On a resonant antenna a large current is established by creating a standing wave. The current peaking that thus results establishes a strong electric field (and hence magnetic field) that radiates away from the antenna. A typical dipole loses \(15 \%\) of the power input to it as resistive \(\left(I^{2} R\right)\) losses and has an antenna gain of \(10 \mathrm{dBi}\) measured at \(50 \mathrm{~m}\). Consider a base station dipole antenna that has \(100 \mathrm{~W}\) input to it. Also consider that the transmitted power density falls off with distance \(d\) as \(1 / d^{3}\). Hint, calculate the power density at \(50 \mathrm{~m}\). [Parallels Example 4.2\(]\) (a) What is the input power in \(\mathrm{dBm} ?\) (b) What is the power transmitted in \(\mathrm{dBm} ?\) (c) What is the power density at \(1 \mathrm{~km} ?\) Express your answer as \(\mathrm{W} / \mathrm{m}^{2}\). (d) What is the power captured by a receive antenna (at \(1 \mathrm{~km}\) ) that has an effective antenna aperture of \(6 \mathrm{~cm}^{2} ?\) Express your answer in first \(\mathrm{dBm}\) and then watts. (e) If the background noise level captured by the antenna is \(1 \mathrm{pW}\), what is the SNR in decibels? Ignore interference that comes from other transmitters.

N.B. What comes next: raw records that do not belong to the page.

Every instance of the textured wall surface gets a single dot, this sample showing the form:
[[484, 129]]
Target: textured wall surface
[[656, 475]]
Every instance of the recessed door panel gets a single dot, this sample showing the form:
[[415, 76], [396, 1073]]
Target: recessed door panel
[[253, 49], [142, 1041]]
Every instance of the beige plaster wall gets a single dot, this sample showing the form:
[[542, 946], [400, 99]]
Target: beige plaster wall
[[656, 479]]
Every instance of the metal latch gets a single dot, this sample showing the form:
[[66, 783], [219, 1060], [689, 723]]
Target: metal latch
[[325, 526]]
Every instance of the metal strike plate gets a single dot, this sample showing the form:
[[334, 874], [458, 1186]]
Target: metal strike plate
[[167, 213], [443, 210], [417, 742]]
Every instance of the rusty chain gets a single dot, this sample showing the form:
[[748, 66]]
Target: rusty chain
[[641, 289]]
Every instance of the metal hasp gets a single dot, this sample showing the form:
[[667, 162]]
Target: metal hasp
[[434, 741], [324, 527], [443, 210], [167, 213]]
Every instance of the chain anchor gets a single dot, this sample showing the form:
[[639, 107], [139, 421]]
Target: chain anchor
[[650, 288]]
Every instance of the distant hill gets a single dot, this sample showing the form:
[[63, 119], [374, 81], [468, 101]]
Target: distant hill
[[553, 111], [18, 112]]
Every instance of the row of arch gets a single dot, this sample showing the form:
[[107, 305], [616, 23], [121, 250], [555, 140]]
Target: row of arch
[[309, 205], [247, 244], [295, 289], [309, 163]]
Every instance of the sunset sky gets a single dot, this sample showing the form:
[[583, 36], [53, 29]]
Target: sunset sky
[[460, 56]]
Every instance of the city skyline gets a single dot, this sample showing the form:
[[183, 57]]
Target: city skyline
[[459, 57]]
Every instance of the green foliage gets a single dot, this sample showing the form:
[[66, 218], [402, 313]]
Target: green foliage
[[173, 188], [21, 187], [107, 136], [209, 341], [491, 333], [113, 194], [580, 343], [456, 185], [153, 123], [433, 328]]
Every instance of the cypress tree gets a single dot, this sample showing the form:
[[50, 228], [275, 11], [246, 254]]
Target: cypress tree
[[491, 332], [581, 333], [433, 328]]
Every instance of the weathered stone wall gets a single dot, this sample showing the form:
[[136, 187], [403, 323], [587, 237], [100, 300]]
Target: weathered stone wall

A transmit antenna and a receive antenna are separated by \(1 \mathrm{~km}\) and operate at \(1 \mathrm{GHz}\). What is the radius of the first Fresnel zone at \(0.5 \mathrm{~km}\) from each antenna?

Two identical antennas are used in a pointto-point communication system, each having a gain of \(50 \mathrm{dBi}\). The system has an operating frequency of \(28 \mathrm{GHz}\) and the antennas are at the top of masts \(100 \mathrm{~m}\) tall. The RF link between the antennas consists only of the direct line-of- sight path. (a) What is the effective aperture area of each antenna? (b) How does the power density of the propagating signal rolloff with distance. (c) If the separation of the transmit and receive antennas is \(10 \mathrm{~km},\) what is the path loss in decibels? (d) If the separation of the transmit and receive antennas is \(10 \mathrm{~km},\) what is the link loss in decibels?

An antenna operating at \(28 \mathrm{GHz}\) has an antenna gain of \(50 \mathrm{dBi}\). What is the effective aperture area of the antenna?